Singularity Hub reported that the aviation sector has been working on various ways to reduce its carbon footprints. As of now, many companies are developing electric planes but today’s battery technology is not up to the mark to balance the power and the weight to keep a plane afloat so scientists and researchers are working on a liquid alternative of jet fuel that has similar energy density. Now, they have successfully created biofuel for airplanes using food waste.

Jet Fuel

In the previous iteration of the research, the final result did not match the industry standard but a recently published paper on the Proceedings of the National Academy of Sciences of the USA (PNAS) claims to have found a new way to produce food scrap-based biofuels that meet the current aviation standards.

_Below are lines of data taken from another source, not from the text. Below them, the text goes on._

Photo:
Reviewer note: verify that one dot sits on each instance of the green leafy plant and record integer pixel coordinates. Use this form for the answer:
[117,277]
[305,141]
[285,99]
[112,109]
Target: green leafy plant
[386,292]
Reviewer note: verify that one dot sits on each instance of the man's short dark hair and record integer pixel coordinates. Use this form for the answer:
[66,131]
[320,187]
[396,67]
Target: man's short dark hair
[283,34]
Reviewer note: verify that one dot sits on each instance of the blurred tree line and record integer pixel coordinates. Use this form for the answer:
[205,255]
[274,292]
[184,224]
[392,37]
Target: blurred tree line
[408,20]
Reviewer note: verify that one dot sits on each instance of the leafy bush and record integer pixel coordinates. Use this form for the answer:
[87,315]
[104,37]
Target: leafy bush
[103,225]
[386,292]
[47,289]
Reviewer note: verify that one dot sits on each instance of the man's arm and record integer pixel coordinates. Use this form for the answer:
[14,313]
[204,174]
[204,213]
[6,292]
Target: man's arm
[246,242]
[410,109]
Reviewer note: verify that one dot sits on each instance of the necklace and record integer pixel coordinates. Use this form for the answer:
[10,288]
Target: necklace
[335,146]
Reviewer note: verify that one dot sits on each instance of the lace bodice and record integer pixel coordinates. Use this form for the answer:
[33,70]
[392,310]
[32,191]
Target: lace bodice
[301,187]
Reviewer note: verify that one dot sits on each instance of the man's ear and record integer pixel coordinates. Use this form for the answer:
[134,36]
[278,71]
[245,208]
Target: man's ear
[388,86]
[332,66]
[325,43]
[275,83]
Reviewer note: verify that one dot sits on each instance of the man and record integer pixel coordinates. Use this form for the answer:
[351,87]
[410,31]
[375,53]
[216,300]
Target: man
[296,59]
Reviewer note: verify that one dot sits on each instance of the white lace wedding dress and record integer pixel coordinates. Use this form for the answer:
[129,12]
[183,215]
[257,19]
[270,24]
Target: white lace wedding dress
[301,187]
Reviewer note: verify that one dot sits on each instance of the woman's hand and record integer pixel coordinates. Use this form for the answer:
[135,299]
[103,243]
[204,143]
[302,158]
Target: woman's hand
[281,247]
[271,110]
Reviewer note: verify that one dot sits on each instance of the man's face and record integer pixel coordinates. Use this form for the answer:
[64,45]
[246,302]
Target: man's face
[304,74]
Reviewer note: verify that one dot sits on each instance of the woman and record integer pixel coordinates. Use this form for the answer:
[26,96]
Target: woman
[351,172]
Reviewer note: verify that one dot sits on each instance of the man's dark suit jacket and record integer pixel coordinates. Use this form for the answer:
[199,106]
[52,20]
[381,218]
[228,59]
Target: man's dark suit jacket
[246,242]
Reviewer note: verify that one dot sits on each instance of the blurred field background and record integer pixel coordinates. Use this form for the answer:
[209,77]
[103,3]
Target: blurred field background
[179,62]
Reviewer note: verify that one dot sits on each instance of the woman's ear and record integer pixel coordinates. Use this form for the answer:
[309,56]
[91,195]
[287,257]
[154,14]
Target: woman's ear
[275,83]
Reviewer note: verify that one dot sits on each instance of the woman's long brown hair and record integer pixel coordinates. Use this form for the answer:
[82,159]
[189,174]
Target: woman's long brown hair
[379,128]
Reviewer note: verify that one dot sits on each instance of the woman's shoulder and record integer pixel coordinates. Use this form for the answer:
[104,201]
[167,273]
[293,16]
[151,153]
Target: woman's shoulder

In the previous iteration, the researchers turned wet waste like food scraps, wastewater sludge, and animal manures into volatile fatty acids (VFAs) which were upgraded into jet fuel. In the latest iteration, the researchers used a catalyst to add extra carbon to the VFA molecules which converts them into paraffin that is similar to standard jet fuel used in commercial flights. In simple words, this time, the researchers mixed 10% of the paraffin with 90% of standard jet fuel to create a biofuel version. This biofuel version meets the current aviation standards.

After developing the latest version of biofuel for the aviation industry, the team of scientists partnered with Southwest Airlines to scale up the production process. The report conveys that the researchers are aiming to start flight trials using this biofuel by 2023. The report points out that the new biofuel would reduce the carbon footprints of the aviation industry by around 165 percent.

Derek Vardon, the lead author of the paper said “If our refining pathway is scaled up, it could take as little as a year or two for airlines like Southwest to get the fuel regulatory approvals they need to start using wet waste sustainable aviation fuel in commercial flights. That means net-zero-carbon flights are on the horizon earlier than some might have thought.”